She struck me as a rather typical of her ilk, being a Presbyterian of the Church of Scotland - whose favourite reading was the cozy, 'couthy' and heart-warming productions of the DC Thomson publishers from Dundee - the Sunday Post newspaper, The People's Friend magazine and annual, and moral or uplifting verse by the poetess Patience Strong (a pen name, as you will have guessed).
These meant a great deal to her, and she would read out passages, and occasionally lend me something she thought was especially good.
In response to my (then atheist) enquiry about why she was a Christian; she once said something about her faith, the gist of which I found very striking at the time and have always remembered.
This was that she was a Christian because of the promise of going to Heaven - without which she could not continue in life.
But she actually put it the other way around - without the hope of going to Heaven after death, she would not find her life worth living.
At the time I found this rather pitiful; and I regarded it as simply wishful thinking from someone (much less intelligent and experienced than myself) whose life was so lonely, restricted and lacking in interest that she needed to fabricate this sentimental fantasy.
I also judged that she was not a 'real Christian' because eternal life was not what it was all-about.
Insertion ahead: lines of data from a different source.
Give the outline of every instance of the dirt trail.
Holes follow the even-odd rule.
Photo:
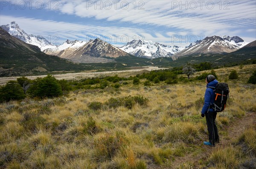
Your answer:
[[[202,146],[203,151],[196,156],[192,154],[186,155],[184,157],[175,158],[173,162],[172,169],[177,169],[177,167],[183,163],[190,163],[195,166],[195,169],[199,168],[197,167],[199,164],[199,161],[201,159],[206,160],[212,152],[216,149],[224,148],[229,146],[231,143],[242,133],[246,129],[255,126],[256,124],[256,112],[247,112],[245,115],[241,118],[236,118],[233,120],[233,122],[228,125],[227,127],[221,129],[225,130],[227,136],[220,135],[220,141],[215,147],[209,147],[208,146]]]

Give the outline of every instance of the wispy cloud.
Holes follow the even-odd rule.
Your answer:
[[[56,1],[58,10],[53,4],[48,8],[48,1],[41,2],[46,4],[44,11],[54,11],[56,17],[50,20],[2,14],[0,24],[15,20],[29,33],[58,35],[60,43],[67,39],[86,40],[106,37],[111,37],[111,43],[116,46],[127,39],[139,38],[185,46],[177,37],[186,38],[189,43],[195,37],[199,40],[211,35],[238,35],[247,41],[256,36],[255,1],[61,0]],[[57,16],[70,17],[63,21]],[[73,18],[81,19],[71,20]],[[111,42],[109,38],[105,40]]]

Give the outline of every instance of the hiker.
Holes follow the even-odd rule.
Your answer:
[[[218,129],[215,123],[217,112],[210,107],[210,106],[214,102],[214,89],[212,88],[215,88],[218,82],[214,76],[210,74],[206,77],[205,82],[207,88],[204,94],[204,103],[201,112],[201,116],[204,117],[205,116],[206,118],[209,141],[204,142],[204,144],[215,146],[215,143],[219,142]]]

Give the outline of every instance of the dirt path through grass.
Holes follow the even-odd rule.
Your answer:
[[[201,169],[201,167],[199,167],[200,161],[204,162],[207,160],[212,151],[216,149],[224,149],[229,146],[246,129],[255,126],[256,124],[256,112],[247,112],[244,117],[241,118],[235,118],[228,126],[220,129],[220,131],[225,131],[227,135],[223,136],[220,134],[220,142],[215,147],[211,147],[202,144],[201,146],[202,149],[201,152],[196,155],[190,153],[184,157],[175,158],[171,168],[175,169],[180,165],[189,163],[191,164],[193,164],[195,166],[193,169]]]

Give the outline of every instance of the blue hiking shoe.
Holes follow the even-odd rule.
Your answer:
[[[206,145],[207,146],[215,146],[214,145],[212,145],[211,143],[209,142],[209,141],[204,141],[204,144]]]

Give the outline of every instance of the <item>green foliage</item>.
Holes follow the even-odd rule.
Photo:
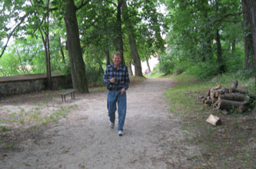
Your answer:
[[[94,86],[103,84],[102,76],[104,72],[101,68],[93,67],[89,63],[86,63],[85,67],[86,76],[89,84],[93,84]]]
[[[200,62],[188,67],[187,73],[200,80],[210,80],[219,73],[218,64],[216,62]]]

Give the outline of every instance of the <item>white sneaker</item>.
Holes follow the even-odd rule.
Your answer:
[[[119,136],[122,136],[123,135],[124,135],[123,132],[121,131],[121,130],[119,130],[119,131],[118,131],[118,135],[119,135]]]
[[[114,127],[115,127],[115,123],[110,122],[110,128],[113,128]]]

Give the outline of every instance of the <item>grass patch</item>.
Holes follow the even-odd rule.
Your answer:
[[[214,163],[209,164],[209,167],[234,168],[241,166],[243,168],[254,168],[256,162],[252,158],[255,154],[249,150],[254,150],[256,140],[251,138],[256,138],[256,132],[246,128],[250,126],[254,128],[255,121],[244,120],[247,116],[238,113],[224,115],[198,100],[216,83],[230,86],[234,76],[221,75],[209,81],[198,81],[185,73],[174,78],[176,87],[165,94],[170,103],[170,112],[181,117],[181,129],[192,134],[187,137],[188,141],[201,148],[201,157],[193,159],[196,167],[201,168],[203,164],[209,164],[211,158]],[[250,90],[251,80],[238,80],[238,88]],[[205,120],[210,114],[220,117],[223,124],[218,127],[208,124]]]

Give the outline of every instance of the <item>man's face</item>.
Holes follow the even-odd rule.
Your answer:
[[[121,57],[120,55],[115,54],[113,57],[113,61],[115,65],[118,65],[121,63]]]

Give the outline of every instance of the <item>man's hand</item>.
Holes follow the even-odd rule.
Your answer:
[[[126,91],[126,89],[125,88],[121,89],[121,94],[122,95],[125,91]]]
[[[112,78],[110,79],[109,81],[110,81],[110,83],[114,83],[115,82],[115,80],[114,77],[112,77]]]

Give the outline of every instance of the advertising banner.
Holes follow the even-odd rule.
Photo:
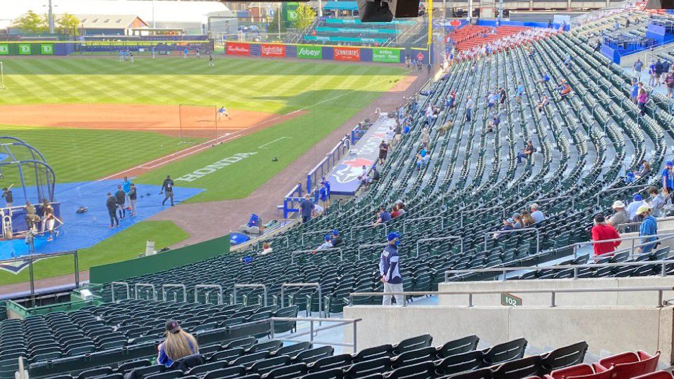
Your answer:
[[[400,51],[396,48],[372,48],[372,62],[399,63]]]
[[[270,45],[262,44],[260,46],[261,55],[263,57],[284,58],[286,56],[285,45]]]
[[[321,46],[313,45],[298,45],[297,58],[304,59],[322,59],[323,51]]]
[[[251,46],[240,42],[227,42],[227,53],[230,55],[250,55]]]
[[[352,47],[336,47],[335,60],[360,60],[360,49]]]

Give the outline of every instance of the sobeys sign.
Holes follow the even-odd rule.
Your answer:
[[[323,49],[312,45],[298,45],[297,58],[305,59],[322,59]]]
[[[400,62],[400,51],[397,48],[372,48],[372,62]]]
Life, I believed, was about making the most of our mortal years; and stoically accepting that there was nothing else.
I thought she was just making-up a consoling but pretend religion to suit herself, rather than understanding the bleak truth of existence.
Nowadays, however, I believe that little old lady was wiser than me, and was just plain right about the true nature of real Christianity.
I am also sure that her sincere desire for eternal life in Heaven was exactly what was required for her to go there after death - and what made sense of her quiet and solitary mortal life.
And I hope to tell her exactly this, some day.